Title                            : Seoul Love Story

Author                        : Shin Hyemin

Length                        : Chaptered

Cast                             : Lee Gikwang, Shin Hyemin , Lee Taemin & Other Cast

Genre                         : Romance, Friendship, Comedy (?)

Rate                            : G

Disclaimer                  : FF ini hasil pemikiran saya sendiri selama bertahun-tahun (halah), mianhae karena terlalu banyak OC di sini, karena saya suka keramaian, makin rame makin asoy *di timpuk readers*, yaudah lah daripada saya banyak bacot ria, lebih baik kalian baca ff yang mau lewat ini, jamaah..oh jamaah~ Happy Reading!!

—————————————————————————————–

PREVIOUS CHAPTER

“Kapan kita bisa mempublikasikan hubungan ini ya”

“Molla, aku juga lelah kalau harus terus menutupi hubungan ini. Yah…tapi mau bagaimana lagi”

“Aku rindu Oppa, jebal! Kau lama sekali berada di Jepang Oppa”

“Para Trainee sudah tahu, dan mereka kami minta untuk tutup mulut sebelum kasus ini benar-benar terkuak, ku harap kalian juga seperti itu”

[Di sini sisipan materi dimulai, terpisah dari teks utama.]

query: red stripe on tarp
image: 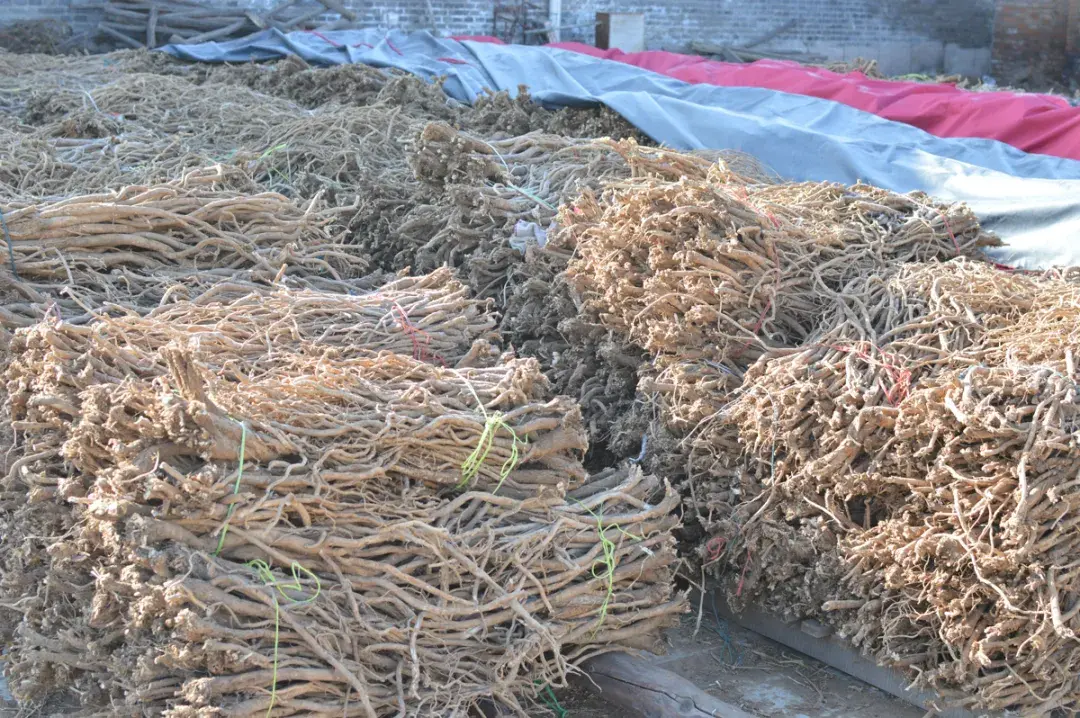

“tolong…kali ini kumohon…sementara waktu jangan ada skandal asmara di antara kalian, baik antar satu agensi maupun di luar agensi. Aku dan petinggi YG lainnya akan mengurus masalah Daesung dan Jiyoung. Bagi yang punya namjachingu/yeojachingu ku harap kalian sembunyikan dulu hubungan itu. Kecuali Misun dan Taejung, karena mereka sudah mempublikasikannya sejak lama”

“Kami…sedang makan malam, tiba-tiba alarm kebakaran berbunyi, pikiran kami kosong seketika dan langsung berhambur keluar”

“Semuanya sudah terjadi, dan tidak akan bisa di rubah. Akhirnya…harus memulai menimbun harta dari awal lagi”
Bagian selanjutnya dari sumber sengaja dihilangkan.